Host-Pathogen Interactions XXXIX.: A Soybean Pathogenesis-Related Protein with Β-1,3-Glucanase Activity Releases Phytoalexin Elicitor-Active Heat-Stable Fragments from Fungal Walls. Kyung-Sik Ham. Complex Carbohydrate Research Center and Department of Biochemistry, The University of Georgia, Athens 30602 U.S.A. Serge Kauffmann, Peter Albersheim, and Alan G. Darvill. Complex Carbohydrate Research Center and Department of Biochemistry, The University of Georgia, Athens 30602 U.S.A. MPMI 4:545-552. Accepted 18 July 1991. This article is in the public domain and not copyrightable. It may be freely reprinted with customary crediting of the source. The American Phytopathological Society, 1991.

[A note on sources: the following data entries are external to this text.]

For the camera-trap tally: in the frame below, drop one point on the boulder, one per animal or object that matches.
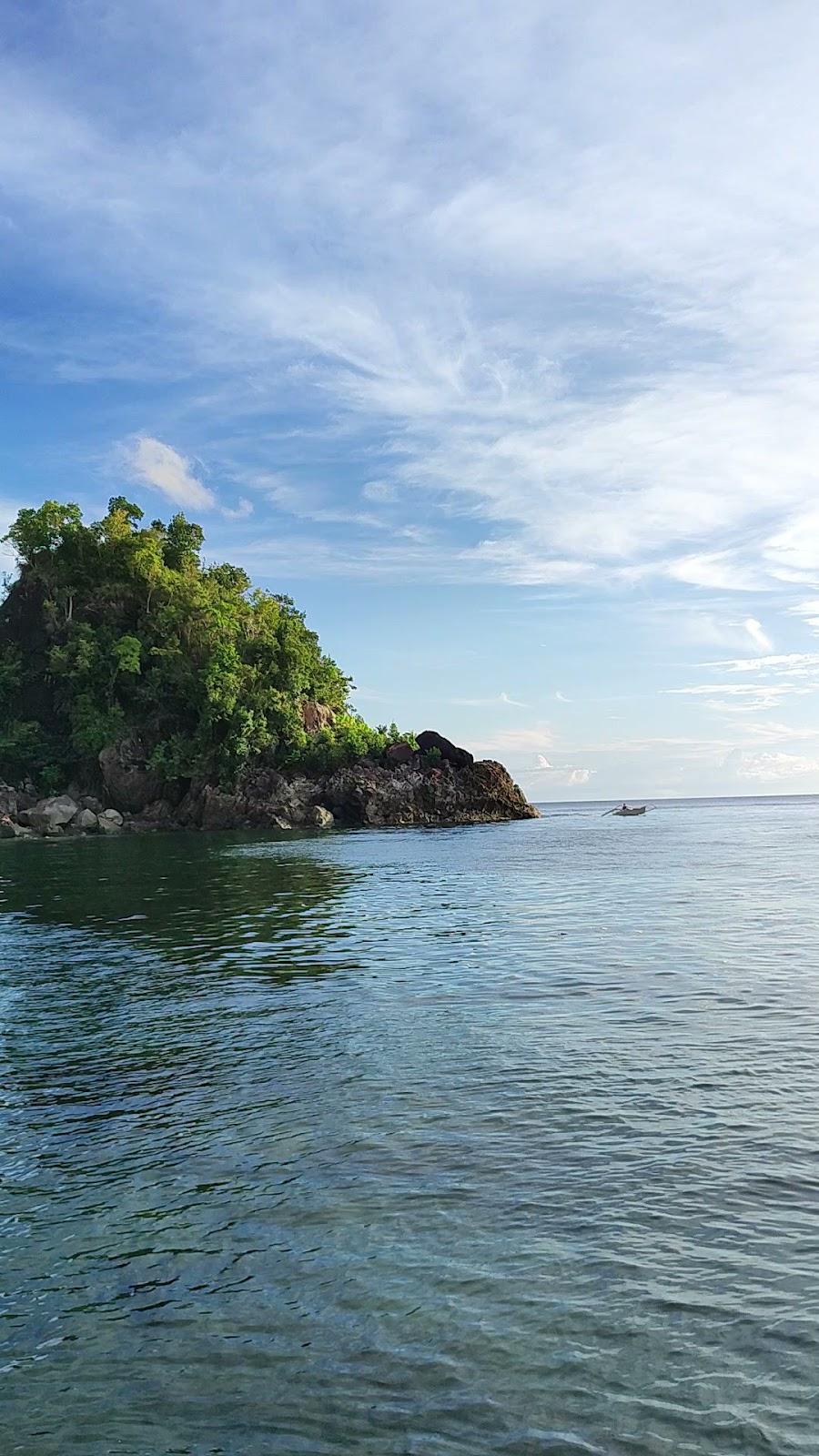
(475, 794)
(399, 753)
(85, 822)
(51, 815)
(460, 757)
(315, 717)
(319, 817)
(130, 785)
(109, 822)
(7, 801)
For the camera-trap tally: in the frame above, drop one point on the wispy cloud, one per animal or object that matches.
(159, 466)
(501, 701)
(569, 320)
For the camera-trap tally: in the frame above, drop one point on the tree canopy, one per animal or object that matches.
(116, 626)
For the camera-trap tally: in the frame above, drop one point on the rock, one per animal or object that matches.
(7, 801)
(321, 817)
(477, 794)
(157, 815)
(315, 717)
(51, 815)
(450, 753)
(220, 810)
(85, 823)
(399, 753)
(128, 783)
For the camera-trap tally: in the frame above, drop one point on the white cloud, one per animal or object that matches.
(501, 701)
(550, 274)
(783, 664)
(756, 633)
(153, 463)
(773, 768)
(239, 513)
(742, 696)
(518, 740)
(564, 774)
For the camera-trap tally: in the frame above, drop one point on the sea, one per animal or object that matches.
(499, 1139)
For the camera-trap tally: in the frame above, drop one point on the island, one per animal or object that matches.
(143, 689)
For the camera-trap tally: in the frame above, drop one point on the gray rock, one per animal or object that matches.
(399, 753)
(128, 781)
(460, 757)
(50, 815)
(85, 823)
(321, 817)
(7, 801)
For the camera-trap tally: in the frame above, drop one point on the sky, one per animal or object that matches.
(487, 331)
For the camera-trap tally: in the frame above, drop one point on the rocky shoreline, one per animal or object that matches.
(435, 785)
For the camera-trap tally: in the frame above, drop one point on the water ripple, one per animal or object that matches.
(499, 1139)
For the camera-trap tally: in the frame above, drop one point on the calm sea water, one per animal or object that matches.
(414, 1143)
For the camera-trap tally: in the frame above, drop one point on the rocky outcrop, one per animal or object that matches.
(50, 815)
(430, 742)
(411, 786)
(130, 785)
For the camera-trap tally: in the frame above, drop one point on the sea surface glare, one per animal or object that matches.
(414, 1143)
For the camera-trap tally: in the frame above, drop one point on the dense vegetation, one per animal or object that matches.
(114, 628)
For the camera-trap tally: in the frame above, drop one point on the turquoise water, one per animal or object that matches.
(497, 1139)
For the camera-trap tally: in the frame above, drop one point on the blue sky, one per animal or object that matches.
(487, 331)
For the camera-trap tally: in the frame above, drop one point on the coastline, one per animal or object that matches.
(365, 794)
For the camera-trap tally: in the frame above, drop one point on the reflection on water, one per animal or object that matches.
(499, 1139)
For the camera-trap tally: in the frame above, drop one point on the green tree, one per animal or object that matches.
(116, 628)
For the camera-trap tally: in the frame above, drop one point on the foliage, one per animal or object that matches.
(344, 742)
(116, 628)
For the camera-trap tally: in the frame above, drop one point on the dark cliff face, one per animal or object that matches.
(365, 793)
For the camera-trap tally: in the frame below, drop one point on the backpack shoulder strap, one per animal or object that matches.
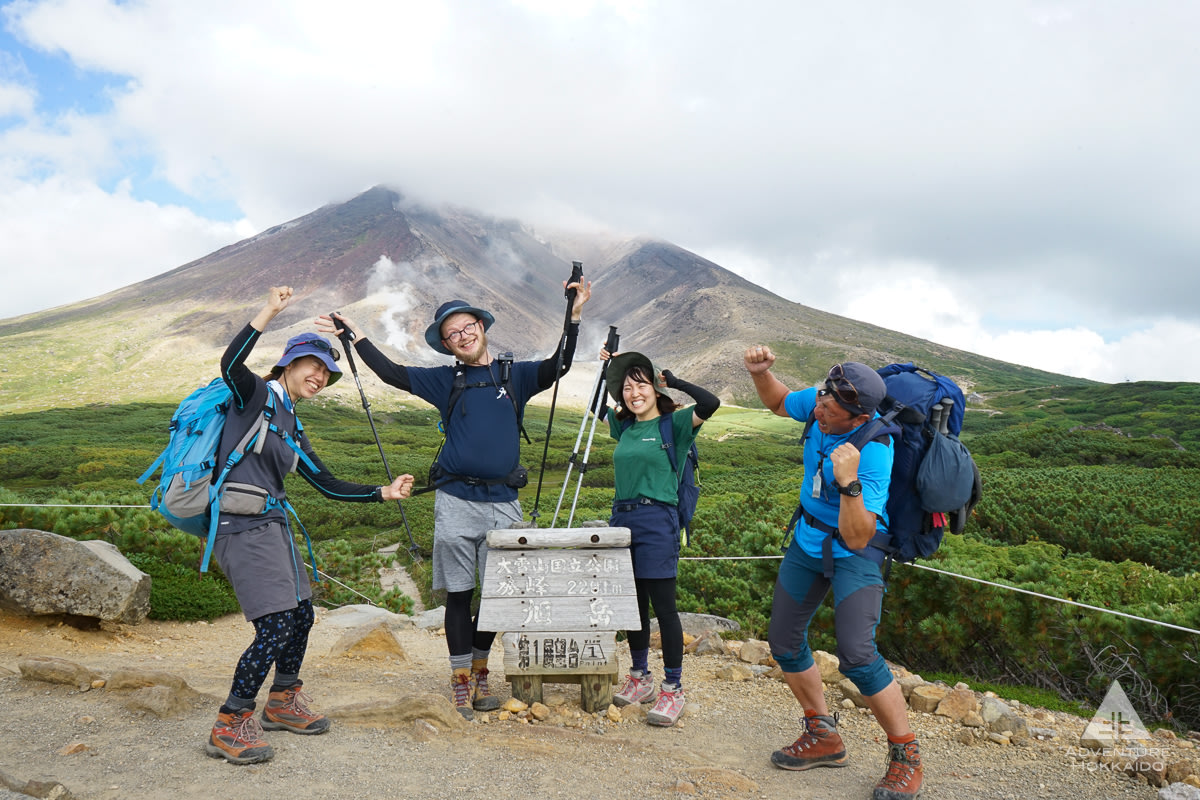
(666, 434)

Evidence has been obtained that fungal cell wall oligosaccharide fragments (oligosaccharins) solubilized by a pathogenesis-related (PR) Β-1,3-glucanase elicit phytoalexin accumulation in soybean. Soybean leaves were treated with salicylic acid, polyacrylic acid, or mercuric chloride, or they were infected with Phytophthora megasperma H20 (a fungal pathogen of Douglas fir) to which soybean responds with nonhost resistance. Only mercuric chloride and the fungus induced the leaves to synthesize PR proteins. Both Β-1-3-glucanase (EC 3.2.1.39) and chitinase (EC 3.2.1.14) activities were induced by treatment with mercuric chloride and by infection with the fungus. During purification of elicitor-releasing activity to homogeneity those fractions containing elicitor-releasing activity also contained Β-1,3-glucanase activity, providing evidence that Β1,3-glucanase is a principal elicitor-releasing enzyme of the extracts. Antiserum raised against a tobacco PR Β-1,3-glucanase cross-reacted with the purified soybean Β-1,3-glucanase that accounted for major elicitor-releasing activity in the basic fraction of the soybean leaf extracts. Soybean Β-1,3-glucanase, induced by mercuric chloride treatment or pathogenic infection with P. m. f. sp. glycinea race 1 (incompatible to the soybean cultivar used), could not be detected by immunoblots of extracts of control plants, indicating that the Β-1,3-glucanase is a PR protein. These results suggest that a Β-1,3-glucanase, induced in soybean seedlings by pathogenic infection or by chemical stress, functions in defense by releasing a phytoalexin elicitor from the mycelial walls of a pathogenic fungus.

Additional Keywords: defense response, glucan elicitor, hypersensitive response.